According to reporting by USA Today’s Bob Nightengale last night, Major League Baseball, “fearing that the pandemic could create havoc with their scheduling once again,” plans on bringing back the runner on second base in extra innings and seven-inning doubleheaders they had in 2020, though there are still no decisions on another expanded postseason or the universal designated hitter in 2021 after MLB implemented those changes for the 60-game COVID campaign.
“While the union is expected to approve the rule changes for the 2021 season,” Nightengale wrote, “... the two sides still have not determined whether there will be a universal DH or an expanded postseason with the rosters remaining at 26 players.”
“MLB has proposed implementing a universal DH in exchange for an expanded postseason — which would generate additional revenue with the extra round of playoffs televised by ESPN — but the two sides have been at a stalemate.
“Most baseball executives still believe there will be a universal DH this season, but unless the union approves an expanded playoff field, it may not happen.

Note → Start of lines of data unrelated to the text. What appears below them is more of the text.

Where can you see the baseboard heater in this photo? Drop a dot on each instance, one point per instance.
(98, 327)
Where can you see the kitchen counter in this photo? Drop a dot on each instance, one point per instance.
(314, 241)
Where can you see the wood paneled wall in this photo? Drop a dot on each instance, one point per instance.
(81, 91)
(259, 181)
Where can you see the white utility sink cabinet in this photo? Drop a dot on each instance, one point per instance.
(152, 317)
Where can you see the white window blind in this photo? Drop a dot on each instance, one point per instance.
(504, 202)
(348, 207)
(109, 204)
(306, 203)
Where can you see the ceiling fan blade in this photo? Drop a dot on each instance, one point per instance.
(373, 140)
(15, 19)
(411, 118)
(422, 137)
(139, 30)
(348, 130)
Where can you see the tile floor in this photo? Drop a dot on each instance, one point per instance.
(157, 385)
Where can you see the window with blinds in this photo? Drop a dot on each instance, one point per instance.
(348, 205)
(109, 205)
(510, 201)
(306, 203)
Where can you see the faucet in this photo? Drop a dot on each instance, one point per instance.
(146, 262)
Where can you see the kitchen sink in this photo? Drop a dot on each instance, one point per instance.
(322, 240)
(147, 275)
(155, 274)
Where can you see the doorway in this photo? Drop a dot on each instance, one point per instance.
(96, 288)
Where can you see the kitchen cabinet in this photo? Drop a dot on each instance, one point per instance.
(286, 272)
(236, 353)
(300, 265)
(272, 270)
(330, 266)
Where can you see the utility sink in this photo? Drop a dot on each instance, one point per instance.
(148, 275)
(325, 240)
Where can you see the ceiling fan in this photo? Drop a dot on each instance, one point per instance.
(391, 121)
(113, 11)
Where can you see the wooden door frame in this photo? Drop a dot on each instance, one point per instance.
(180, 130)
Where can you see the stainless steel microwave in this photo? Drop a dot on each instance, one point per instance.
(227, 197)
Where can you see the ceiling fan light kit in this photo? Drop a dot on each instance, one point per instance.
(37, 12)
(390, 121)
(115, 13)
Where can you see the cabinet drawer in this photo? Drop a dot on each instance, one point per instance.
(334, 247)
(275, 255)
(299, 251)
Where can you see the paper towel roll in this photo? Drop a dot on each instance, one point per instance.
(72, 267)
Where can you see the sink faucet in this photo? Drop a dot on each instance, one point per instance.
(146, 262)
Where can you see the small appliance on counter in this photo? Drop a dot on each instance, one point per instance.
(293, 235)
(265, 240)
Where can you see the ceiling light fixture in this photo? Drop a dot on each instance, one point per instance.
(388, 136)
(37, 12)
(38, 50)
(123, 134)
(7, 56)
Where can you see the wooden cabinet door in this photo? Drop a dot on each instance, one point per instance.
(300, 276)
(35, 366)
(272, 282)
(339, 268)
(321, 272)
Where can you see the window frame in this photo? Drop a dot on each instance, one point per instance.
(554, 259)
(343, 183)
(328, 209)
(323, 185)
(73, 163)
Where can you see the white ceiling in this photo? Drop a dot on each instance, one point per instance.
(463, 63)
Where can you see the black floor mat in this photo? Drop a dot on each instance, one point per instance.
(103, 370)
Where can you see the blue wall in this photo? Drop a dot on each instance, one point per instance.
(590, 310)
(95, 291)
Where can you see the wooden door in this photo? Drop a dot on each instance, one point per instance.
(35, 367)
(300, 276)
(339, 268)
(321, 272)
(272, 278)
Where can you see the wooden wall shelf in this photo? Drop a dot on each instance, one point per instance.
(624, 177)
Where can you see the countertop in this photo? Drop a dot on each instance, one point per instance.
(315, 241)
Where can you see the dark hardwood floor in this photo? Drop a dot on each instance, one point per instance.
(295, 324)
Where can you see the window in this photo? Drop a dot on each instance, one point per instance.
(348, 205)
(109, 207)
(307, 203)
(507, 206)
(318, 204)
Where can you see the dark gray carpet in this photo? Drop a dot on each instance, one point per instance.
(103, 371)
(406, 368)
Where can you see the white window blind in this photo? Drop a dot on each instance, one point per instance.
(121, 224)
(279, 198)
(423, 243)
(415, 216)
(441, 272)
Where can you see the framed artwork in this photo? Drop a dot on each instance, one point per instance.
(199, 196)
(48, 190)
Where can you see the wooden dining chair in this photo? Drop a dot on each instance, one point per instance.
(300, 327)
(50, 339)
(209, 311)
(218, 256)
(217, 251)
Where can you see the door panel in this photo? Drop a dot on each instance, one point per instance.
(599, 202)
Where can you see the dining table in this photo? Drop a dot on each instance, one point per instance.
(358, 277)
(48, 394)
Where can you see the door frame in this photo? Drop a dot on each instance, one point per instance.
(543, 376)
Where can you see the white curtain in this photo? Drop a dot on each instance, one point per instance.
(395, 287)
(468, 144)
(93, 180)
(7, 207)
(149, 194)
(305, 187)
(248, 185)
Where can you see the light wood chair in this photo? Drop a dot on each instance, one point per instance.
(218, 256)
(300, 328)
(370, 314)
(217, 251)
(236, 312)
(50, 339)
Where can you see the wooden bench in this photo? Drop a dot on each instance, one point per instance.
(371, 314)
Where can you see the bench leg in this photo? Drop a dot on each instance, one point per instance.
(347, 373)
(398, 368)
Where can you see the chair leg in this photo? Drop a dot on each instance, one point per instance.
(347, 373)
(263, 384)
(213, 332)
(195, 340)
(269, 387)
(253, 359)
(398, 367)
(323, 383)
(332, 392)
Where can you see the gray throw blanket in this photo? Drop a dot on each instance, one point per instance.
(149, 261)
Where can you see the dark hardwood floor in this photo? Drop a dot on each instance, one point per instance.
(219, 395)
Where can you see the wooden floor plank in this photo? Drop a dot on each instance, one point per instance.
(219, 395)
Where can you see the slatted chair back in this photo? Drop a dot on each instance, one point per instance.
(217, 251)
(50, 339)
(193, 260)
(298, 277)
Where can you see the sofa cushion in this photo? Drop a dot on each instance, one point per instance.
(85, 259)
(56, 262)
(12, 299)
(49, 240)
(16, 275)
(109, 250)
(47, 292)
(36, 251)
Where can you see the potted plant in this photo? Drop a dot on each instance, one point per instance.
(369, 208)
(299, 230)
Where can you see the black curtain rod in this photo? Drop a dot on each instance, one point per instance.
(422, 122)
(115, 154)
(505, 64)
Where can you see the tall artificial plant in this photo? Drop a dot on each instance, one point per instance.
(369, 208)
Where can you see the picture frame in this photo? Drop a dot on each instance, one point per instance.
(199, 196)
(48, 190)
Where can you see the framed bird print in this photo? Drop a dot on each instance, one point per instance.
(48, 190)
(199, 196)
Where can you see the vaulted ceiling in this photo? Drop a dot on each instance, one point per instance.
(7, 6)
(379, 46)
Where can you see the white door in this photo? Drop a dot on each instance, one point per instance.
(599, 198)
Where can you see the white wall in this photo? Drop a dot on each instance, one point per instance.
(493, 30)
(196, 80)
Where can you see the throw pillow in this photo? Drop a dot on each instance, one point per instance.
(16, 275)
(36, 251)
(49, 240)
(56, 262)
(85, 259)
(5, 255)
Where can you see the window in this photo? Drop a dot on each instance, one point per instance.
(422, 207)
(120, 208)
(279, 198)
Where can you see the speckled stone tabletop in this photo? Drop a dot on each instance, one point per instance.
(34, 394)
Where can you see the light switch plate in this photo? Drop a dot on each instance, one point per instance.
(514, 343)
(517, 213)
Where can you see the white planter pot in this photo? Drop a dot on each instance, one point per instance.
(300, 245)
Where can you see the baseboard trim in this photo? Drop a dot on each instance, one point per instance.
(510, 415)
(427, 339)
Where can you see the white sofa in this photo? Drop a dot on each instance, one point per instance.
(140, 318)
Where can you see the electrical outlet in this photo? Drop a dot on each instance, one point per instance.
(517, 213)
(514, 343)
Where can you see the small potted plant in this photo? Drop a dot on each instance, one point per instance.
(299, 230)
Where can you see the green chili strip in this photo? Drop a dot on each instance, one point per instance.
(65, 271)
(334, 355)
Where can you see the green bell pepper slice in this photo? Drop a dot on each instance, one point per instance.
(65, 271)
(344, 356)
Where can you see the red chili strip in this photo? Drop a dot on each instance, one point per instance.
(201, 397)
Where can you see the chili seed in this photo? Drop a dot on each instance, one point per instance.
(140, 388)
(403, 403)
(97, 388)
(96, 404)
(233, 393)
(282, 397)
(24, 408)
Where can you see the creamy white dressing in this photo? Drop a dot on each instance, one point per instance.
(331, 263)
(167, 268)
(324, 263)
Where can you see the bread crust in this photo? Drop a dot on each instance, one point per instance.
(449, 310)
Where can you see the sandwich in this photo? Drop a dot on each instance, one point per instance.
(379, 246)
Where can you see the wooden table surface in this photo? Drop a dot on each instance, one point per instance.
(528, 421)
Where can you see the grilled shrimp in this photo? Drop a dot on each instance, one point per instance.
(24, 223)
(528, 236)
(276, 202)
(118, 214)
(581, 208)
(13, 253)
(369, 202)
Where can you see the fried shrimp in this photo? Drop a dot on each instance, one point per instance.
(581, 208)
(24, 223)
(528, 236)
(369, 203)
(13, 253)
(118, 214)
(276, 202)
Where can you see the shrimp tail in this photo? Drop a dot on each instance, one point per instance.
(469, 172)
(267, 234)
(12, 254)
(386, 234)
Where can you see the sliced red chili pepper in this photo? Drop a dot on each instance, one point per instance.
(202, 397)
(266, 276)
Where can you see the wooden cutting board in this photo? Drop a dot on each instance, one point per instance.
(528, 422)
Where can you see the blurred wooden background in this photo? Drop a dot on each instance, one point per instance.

MLB is seeking a 14-team playoff field — two fewer teams than a year ago but four more than their format since 2012.”
If “most baseball executives” believe there will be a universal DH again in 2021 (or as part of the next CBA), it contradicts previous reporting which suggested that MLB’s 30 teams were told to prepare for the ‘21 season without a DH in the National League.
“MLB instructed clubs in a memo last week to proceed under the assumption the DH will not be used in the NL this year,” The Athletic’s Ken Rosenthal wrote in December, before adding that, “few will complain if the league and union reach agreement to the contrary.”
“We’re going to assume that we’re not going to have the DH in the National League this year,” Nationals’ GM Mike Rizzo told reporters last month when asked how he was going about his business this winter without knowing if he’d need a designated hitter.
“That’s just the way we’re planning it, and if that changes like it changed last year we’ll make an adjustment.
“That’s kind of how — for our preseason planning stages — that’s how we’ve done it, we’re going to kind of build a National League style of team, without a typical designated hitter involved in it, but a team that will compete without a designated hitter, but still — that’s just the way we’ve attacked it early on in the [offseason] and again, we’re at the infancy stages of kind of putting together the final parts of this roster.”
Manager Davey Martinez talked in his own Zoom call with reporters in December about the rules for 2020 and which he’d keep or give up if it was up to him.
“Admittedly, at first I didn’t really like the DH in the National league,” Martinez said.
“As we played last year, I kind of got accustomed to it. I liked it. It gives us another bat in our lineup, which is kind of nice.”
“The one rule that I’m still on the bubble with is the 10th inning rule,” he continued.
“I kind of liked it, and then I don’t like it.
“When I saw what it could do, it kind of helps us, it helps our pitching staff, especially our bullpen guys. Where you don’t have to send — we play 17 innings, and all of a sudden a guy who’s done really well, but you use him for two innings you have to send him down, so, but as you guys know I’m an old school guy, I love the game the way it was played for many, many years. It’s something that I had to adjust to, but it went well.”
One thing Martinez really did like in the end?
“I tell you what I definitely liked: I liked the seven-inning doubleheaders a lot. Those 2-hour and 20-minute games were very nice.”